Police were still working active leads as late as 1938, but the case of Lillian Graef remains unsolved. It continued to take its toll on the Graef family. The father, Fred, turned to alcohol. After numerous arrests for public drunkenness, he drew a one-year sentence in the Milwaukee House of Correction. He said “continual brooding” over Lillian’s death, along with the tuberculosis illness of two daughters, drove him to drink. On one occasion he was arrested after arguing loudly with his children over who would receive proceeds of Lillian’s life insurance.
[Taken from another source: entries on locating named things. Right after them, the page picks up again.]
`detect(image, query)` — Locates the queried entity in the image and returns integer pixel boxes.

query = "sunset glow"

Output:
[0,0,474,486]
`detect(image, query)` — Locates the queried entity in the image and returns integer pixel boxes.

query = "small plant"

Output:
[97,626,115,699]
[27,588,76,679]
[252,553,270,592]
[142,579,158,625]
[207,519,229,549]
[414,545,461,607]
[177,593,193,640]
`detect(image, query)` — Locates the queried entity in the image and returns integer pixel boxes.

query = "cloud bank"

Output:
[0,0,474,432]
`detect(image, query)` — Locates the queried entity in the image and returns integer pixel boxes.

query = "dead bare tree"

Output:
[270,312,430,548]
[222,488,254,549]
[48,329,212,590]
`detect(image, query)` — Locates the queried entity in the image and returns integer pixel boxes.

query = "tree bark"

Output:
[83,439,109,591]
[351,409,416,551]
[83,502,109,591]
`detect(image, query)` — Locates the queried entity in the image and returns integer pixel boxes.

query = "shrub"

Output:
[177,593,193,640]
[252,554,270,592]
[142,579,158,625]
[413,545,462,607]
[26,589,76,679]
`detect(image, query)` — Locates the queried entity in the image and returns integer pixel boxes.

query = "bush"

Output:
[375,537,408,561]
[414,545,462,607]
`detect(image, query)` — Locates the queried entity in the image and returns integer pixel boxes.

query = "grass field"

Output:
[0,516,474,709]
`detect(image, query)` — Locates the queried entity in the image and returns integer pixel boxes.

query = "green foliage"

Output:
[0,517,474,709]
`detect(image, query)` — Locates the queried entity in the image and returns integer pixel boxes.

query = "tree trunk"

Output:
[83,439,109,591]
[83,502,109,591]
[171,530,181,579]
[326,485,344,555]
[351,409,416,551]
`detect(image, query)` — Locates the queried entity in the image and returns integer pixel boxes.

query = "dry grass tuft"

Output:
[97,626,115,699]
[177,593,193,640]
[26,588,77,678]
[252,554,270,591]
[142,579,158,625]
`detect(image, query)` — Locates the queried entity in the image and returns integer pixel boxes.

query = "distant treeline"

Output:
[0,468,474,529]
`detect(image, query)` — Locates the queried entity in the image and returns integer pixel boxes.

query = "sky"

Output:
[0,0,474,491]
Police chased every lead for more than 10 years, but ended up no closer to a solution than on day one in November 1927. They really didn’t know if Lillian stayed with Jack the entire evening on October 11, or if she went off with “Cadillac Daddy” or someone else entirely. Perhaps she and Jack were both murdered, although no evidence came forth to suggest this. Her strangulation, sexual assault and severe beating were similar to the killings of Helen Leng, Julia Twardowski, Joyce Roberts, Edna Mueller and Mae Doe, between 1924 and 1937. Like the case of Lillian Graef, those murders were never solved.